The really cool thing about this program we had to do for class was that our programs had to play each other. A big chunk of the mid-term grade was based on a tournament between our programs. The board was presented graphically on-screen on these creaky old HP-9000 minicomputers (these things were ancient even when I was in school). As spectators, we got to watch our games play each other - a real gut-wrenching experience when you realize that your grade depends heavily upon how much better you've taught your baby to play than everyone else.
This tournament was held twice - once around mid-term time, and once just before finals. My program dominated the first tournament, but it was also ridiculously slow - my moves were taking anywhere from 20 seconds to 4 minutes (!!!) to process. For the second tournament, the rules were changed (thanks to my program) to allow no more than 30 seconds per move.

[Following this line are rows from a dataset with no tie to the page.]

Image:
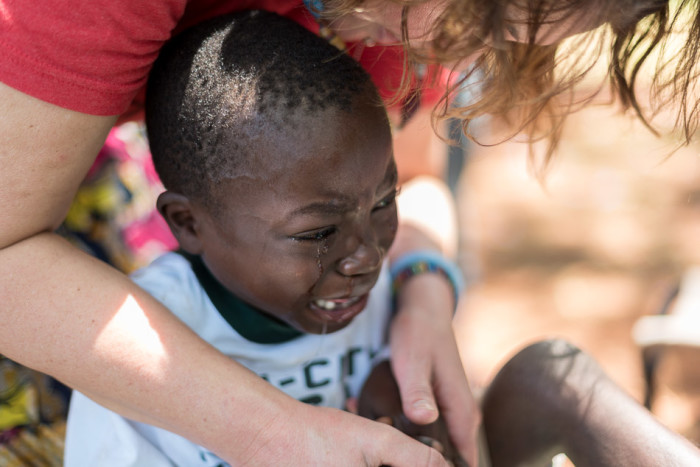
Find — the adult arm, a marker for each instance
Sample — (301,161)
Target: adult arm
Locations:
(77,319)
(424,353)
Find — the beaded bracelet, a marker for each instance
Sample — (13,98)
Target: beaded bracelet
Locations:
(422,261)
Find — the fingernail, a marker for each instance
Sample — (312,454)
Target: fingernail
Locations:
(385,420)
(424,405)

Unfortunately, I ended up spending much of my time optimizing what I already had --- when I should have just started over from scratch. Besides optimizing, I basically put my entire program on a timer - I kept a record of the "best move so far", and when I ran out of time, I just returned that move. The end result, when all was said and done, is that the new version of my program was actually marginally less effective than the first one.
I got clobbered in the second tournament. Well, not totally clobbered - I did better than a couple of students if I recall correctly. But not only had I been forced to adapt my program to meet the new rules, but my program had turned out to be "The Program to Beat" during the first tournament - so everyone had optimized THEIR programs to beat mine. I'd become the target.
Ah, well. I still did well enough in the class to get hired on as a Teaching Assistant the following year --- and thereby meet people who were closely associated with group of people in a company-to-be that was eventually known as SingleTrac. That got me "in" to an interview (as soon as they had funding), and so that's how I got my first job in the videogame industry.
My take-aways from this experience:
- If you lead the race leader, remember everyone behind you has one thing on their mind... to beat YOU.
- Sometimes, it's much better to start over again in a project, salvaging usable bits rather than trying to get the clunky old beast to ride in a different direction.
- Having your program battle someone else's program is an amazing thrill that I suppose only geeks like me can appreciate.
- I found I could get pretty obsessive about AI - I was starting to dream of weight-tables and influence maps.
- Play Go - you never know where it can lead you.